The last several months I've been immersed in a six-part project on cancer therapy, a topic that is at once bleak and exciting. Targeted agents in development and genetic profiling for individualized treatment suggest a future of increasingly hopeful outcomes. Nevertheless, the million dollar question for people who receive a diagnosis of aggressive malignancy remains, How long have I got?
Clinical trials in these settings typically use median survival--overall survival or progression-free survival--as the measuring post by which to compare one treatment regimen to another or to placebo or observation. To review statistics 101, the "median" number in a series of numbers is the middle value, with half the numbers above and half the numbers below. For example, if 32 apples are distributed among 7 children, with one child receiving one apple, three children receiving four, two receiving five, and one receiving ten, the median number of apples is four. An understanding of median is important in thinking about survival data because the upper and lower range of numbers in the series doesn't change the median. If instead of 10 apples, the last child in the example above received 1,000 apples, the median would still be four. (In contrast, mean is the average of all the numbers in the series and mode is the most common). In cancer terms, if the median survival is one year, the survival for some is a few months, and for others, many years.
For Christmas 2007, my son gave me a book of essays by Harvard professor and evolutionary biologist Stephen Jay Gould called The Richness of Life (great title!). One of the essays, "The Median Is Not the Message," is about the hope inherent in statistics, contrary to popular belief. In 1982, Gould was diagnosed with abdominal mesothelioma, a particularly aggressive form of cancer with a median survival of eight months. He read everything he could about cancer, this cancer, and survival statistics. Once he realized, with relief, the extended possibility of survival beyond the median, he knew he had time to "think, plan, and fight." He flung his efforts into increasing his odds of landing at the far end of the survival range, which he succeeded in doing, living for 20 more years.
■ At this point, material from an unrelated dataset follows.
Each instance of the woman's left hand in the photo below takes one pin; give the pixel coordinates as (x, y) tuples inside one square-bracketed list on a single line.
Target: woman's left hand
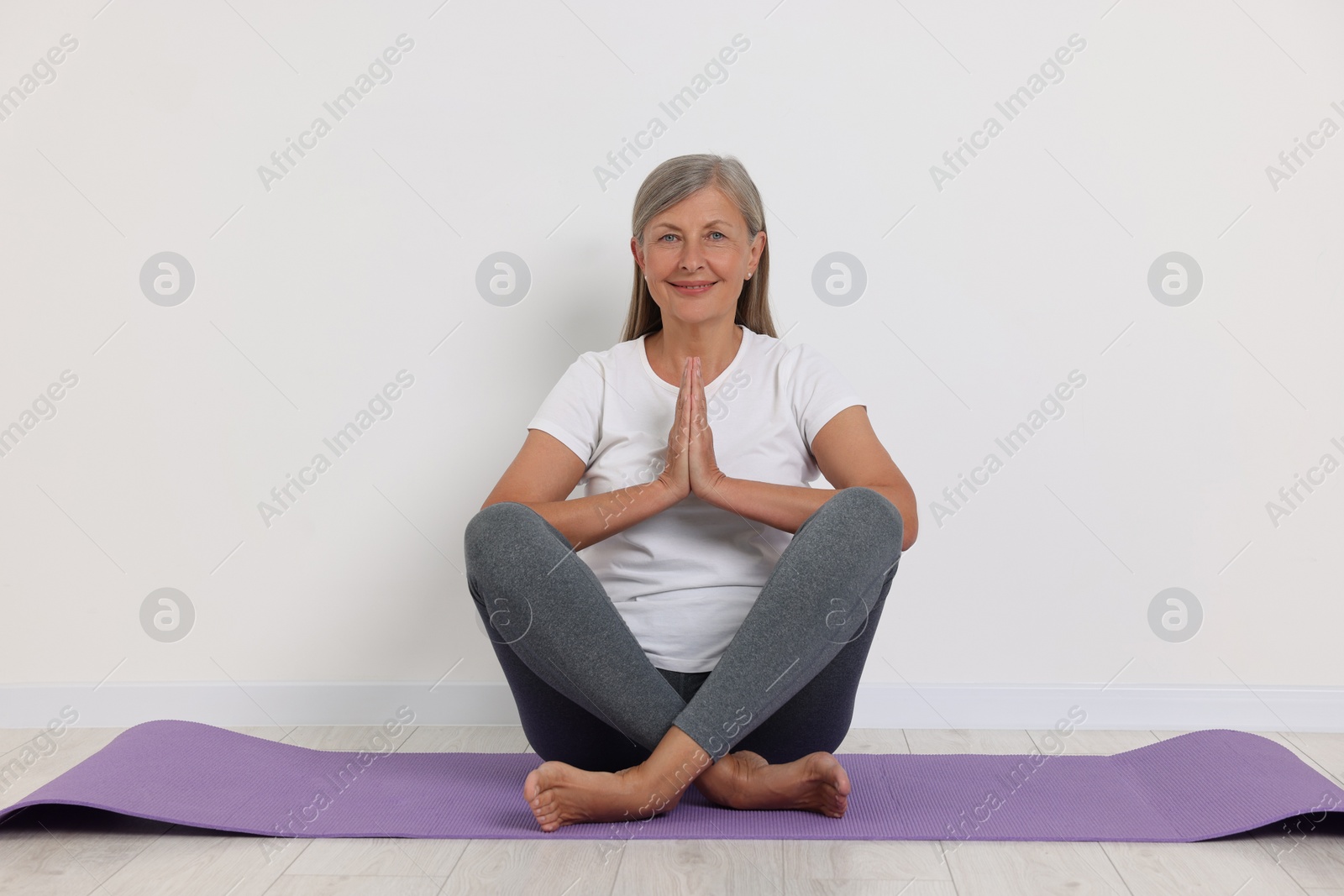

His essay explains in very understandable terms the good news he found through his analysis of statistics. It's worth a read if you have cancer, know someone with cancer, are afraid of cancer, or just want to have some practice looking at a negative situation from a positive point of view. You can find the essay in the anthology I mentioned or on numerous cancer advocacy sites, including here.
It is the day before New Year's Eve and so a more appropriate post on this day might be a hip-hooray for the fresh start ahead, or a musing on how the changing economy colors the outlook for the coming year, or even a preview of what I'll be serving guests as the clock strikes midnight. But I'll stay with this post anyway. After all, what better time to focus on the who-knows-what-is-possible streaming flare of life than hours before a new year begins.